Durante la preparazione del convegno infatti era emersa da parte nostra la richiesta di approfondire il tema della autoprotezione e della partecipazione della cittadinanza in tema di cultura del rischio e di protezione civile. Avevamo quindi chiesto alla dott.ssa Bocchiardo, capo della Protezione Civile del Comune di Genova, di organizzare un incontro per parlare più specificatamente della situazione di Piazza Adriatico e Pontecarrega. L’incontro è stato organizzato insieme alla segreteria dell’assessore alla Protezione Civile Gianni Crivello e si è tenuto venerdì 17 gennaio presso il suo ufficio al Matitone. Insieme a noi e da noi invitati c’erano Rinaldo Mazzoni del WWF e i professori Rosso e Bignami del Politecnico di Milano. Era nostra intenzione infatti, fin da subito, evitare ogni incontro politico e puntare fin da subito alle competenze tecniche e ad una riunione tecnica: in questa ottica erano stati informati dell’incontro anche i tecnici del Cima e il prof. Roth dell’Università di Genova, mentre la presenza dell’ing. Francesca Giannoni del Centro Funzionale MeteoIdrologico di Protezione Civile della Regione Liguria di Arpal è stata compromessa dallo stato di allerta 2 sul resto della Regione Liguria. Anche l’ass. Briano è stata informata mentre per quanto riguarda il Comune di Genova erano presenti all’incontro gli assessori Gianni Crivello (Lavori Pubblici e Protezione Civile), Valeria Garotta (Ambiente), la dott.ssa Monica Bocchiardo (Protezione Civile) e il dott. Franco Ravera.

L’incontro aveva come oggetto due temi:
Il primo tema era quello delle misure di protezione civile da adottare nel quartiere; dal caso generale affrontato durante il convegno ad un caso particolare e pratico da noi identificato in Piazza Adriatico e Pontecarrega in cui cercare di applicare i progressi fatti da Protezione civile nel campo della gestione del rischio finora affrontato con le sole scuole.

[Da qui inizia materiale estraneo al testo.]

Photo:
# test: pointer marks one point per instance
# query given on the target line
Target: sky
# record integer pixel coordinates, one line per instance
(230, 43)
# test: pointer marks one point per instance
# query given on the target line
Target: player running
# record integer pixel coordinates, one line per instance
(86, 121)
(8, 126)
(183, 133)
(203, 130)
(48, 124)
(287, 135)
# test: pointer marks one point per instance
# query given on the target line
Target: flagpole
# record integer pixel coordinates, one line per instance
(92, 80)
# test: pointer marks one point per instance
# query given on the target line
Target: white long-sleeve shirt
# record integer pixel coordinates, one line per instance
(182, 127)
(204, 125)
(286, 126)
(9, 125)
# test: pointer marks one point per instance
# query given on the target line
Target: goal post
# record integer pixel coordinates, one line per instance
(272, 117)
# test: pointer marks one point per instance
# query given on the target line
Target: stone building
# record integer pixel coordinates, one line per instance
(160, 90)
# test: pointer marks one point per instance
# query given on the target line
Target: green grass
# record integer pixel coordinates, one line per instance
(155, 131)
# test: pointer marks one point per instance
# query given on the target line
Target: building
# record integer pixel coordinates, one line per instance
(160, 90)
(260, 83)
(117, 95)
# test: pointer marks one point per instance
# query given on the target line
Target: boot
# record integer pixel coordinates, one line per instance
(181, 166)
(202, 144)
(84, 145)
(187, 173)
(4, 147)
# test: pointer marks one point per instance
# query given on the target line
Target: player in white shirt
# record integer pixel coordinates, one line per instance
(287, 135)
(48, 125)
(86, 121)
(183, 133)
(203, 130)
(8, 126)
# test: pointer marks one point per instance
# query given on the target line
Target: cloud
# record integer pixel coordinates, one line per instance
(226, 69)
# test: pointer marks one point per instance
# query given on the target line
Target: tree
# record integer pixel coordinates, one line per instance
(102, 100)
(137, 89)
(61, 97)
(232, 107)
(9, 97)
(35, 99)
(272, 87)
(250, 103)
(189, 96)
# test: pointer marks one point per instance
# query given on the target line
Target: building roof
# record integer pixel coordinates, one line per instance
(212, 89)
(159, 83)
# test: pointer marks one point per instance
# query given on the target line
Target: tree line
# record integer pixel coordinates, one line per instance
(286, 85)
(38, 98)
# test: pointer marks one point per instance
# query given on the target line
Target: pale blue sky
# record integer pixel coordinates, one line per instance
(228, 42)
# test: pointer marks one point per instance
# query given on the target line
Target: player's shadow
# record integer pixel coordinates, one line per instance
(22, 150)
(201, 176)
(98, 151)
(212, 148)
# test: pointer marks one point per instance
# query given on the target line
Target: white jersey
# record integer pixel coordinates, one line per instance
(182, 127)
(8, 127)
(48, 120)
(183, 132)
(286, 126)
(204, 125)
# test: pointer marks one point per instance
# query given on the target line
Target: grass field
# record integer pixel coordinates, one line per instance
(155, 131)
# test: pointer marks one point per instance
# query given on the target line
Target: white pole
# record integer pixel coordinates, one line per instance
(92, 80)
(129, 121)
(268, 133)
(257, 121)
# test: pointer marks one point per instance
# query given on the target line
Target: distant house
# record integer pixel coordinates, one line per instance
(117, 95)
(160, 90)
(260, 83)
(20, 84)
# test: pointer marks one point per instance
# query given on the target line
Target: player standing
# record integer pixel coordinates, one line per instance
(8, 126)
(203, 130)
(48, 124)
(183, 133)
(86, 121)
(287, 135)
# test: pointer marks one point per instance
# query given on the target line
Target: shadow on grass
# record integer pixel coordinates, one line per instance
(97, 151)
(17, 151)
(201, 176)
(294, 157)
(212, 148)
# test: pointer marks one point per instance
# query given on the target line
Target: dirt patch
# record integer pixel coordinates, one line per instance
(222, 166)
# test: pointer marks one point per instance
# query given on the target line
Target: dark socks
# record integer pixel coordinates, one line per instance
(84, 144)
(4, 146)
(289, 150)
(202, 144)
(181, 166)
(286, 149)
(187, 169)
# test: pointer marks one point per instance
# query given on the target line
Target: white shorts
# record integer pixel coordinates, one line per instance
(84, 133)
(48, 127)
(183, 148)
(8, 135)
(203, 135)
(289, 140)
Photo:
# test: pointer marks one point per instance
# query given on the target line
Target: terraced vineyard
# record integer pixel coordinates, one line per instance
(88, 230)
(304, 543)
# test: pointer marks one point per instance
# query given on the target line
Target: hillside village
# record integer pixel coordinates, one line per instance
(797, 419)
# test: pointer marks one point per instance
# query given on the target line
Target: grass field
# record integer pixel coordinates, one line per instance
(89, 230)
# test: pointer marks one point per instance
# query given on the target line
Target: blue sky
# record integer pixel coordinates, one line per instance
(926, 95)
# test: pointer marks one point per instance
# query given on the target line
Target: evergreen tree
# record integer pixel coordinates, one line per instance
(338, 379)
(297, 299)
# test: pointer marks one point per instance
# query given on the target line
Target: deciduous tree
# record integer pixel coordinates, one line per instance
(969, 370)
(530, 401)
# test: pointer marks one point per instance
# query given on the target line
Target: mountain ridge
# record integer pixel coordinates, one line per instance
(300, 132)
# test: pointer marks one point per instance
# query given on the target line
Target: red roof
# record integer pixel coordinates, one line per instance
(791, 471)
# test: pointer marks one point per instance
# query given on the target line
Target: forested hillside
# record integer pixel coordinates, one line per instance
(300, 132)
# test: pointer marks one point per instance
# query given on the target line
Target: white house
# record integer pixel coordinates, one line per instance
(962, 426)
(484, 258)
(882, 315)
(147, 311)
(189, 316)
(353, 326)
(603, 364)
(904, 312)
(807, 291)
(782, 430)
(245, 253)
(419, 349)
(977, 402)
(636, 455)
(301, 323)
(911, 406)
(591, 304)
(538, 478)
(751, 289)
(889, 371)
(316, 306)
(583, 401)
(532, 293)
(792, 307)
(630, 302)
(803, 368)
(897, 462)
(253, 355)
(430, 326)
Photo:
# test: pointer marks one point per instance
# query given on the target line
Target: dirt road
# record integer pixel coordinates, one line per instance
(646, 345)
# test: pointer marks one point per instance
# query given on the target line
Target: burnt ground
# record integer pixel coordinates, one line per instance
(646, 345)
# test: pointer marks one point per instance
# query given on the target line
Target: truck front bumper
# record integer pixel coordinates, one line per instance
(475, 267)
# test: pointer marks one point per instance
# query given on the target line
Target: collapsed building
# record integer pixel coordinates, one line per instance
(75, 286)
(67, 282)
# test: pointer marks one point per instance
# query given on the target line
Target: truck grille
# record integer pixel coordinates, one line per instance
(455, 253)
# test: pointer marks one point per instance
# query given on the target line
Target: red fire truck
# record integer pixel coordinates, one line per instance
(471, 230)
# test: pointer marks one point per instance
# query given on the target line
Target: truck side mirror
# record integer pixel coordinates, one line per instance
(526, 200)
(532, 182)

Noi ci siamo proposti come promotori e portatori di interesse della possibilità di organizzare una esercitazione insieme alla Protezione Civile. Contemporaneamente abbiamo però espresso alcuni punti fermi: la nostra associazione si occupa di promozione sociale e non può prendersi responsabilità per le quali non è preparata. In secondo luogo abbiamo espresso le nostre perplessità sulle scelte del Comune nel nostro territorio: benissimo l’intenzione di una diversa e condivisa gestione delle emergenze ma per quanto riguarda il governo del territorio abbiamo ritenuto di esprimere le nostre considerazioni su alcune realtà che sono sotto gli occhi di tutti e che non possono essere ignorate: la costruzione dei grandi centri di attrazione in zone inondabili; l’aumento del traffico in zone inondabili; lo slittamento dei lavori del Rio Torre al 2015; la presenza di famiglie nei primi piani di Piazza Adriatico nonostante la revoca dell’uso abitativo e il rischio della revoca del decreto alla fine dei lavori su Rio Mermi e Rio Torre. Purtroppo le risposte non sono state molto esaustive per il fatto che la Protezione Civile non si occupa di tutto ciò che è strutturale che invece compete al comune. Proprio per questo e per la presenza degli ass. Crivello e Garotta c’era stata da parte nostra la volontà di fare queste premesse.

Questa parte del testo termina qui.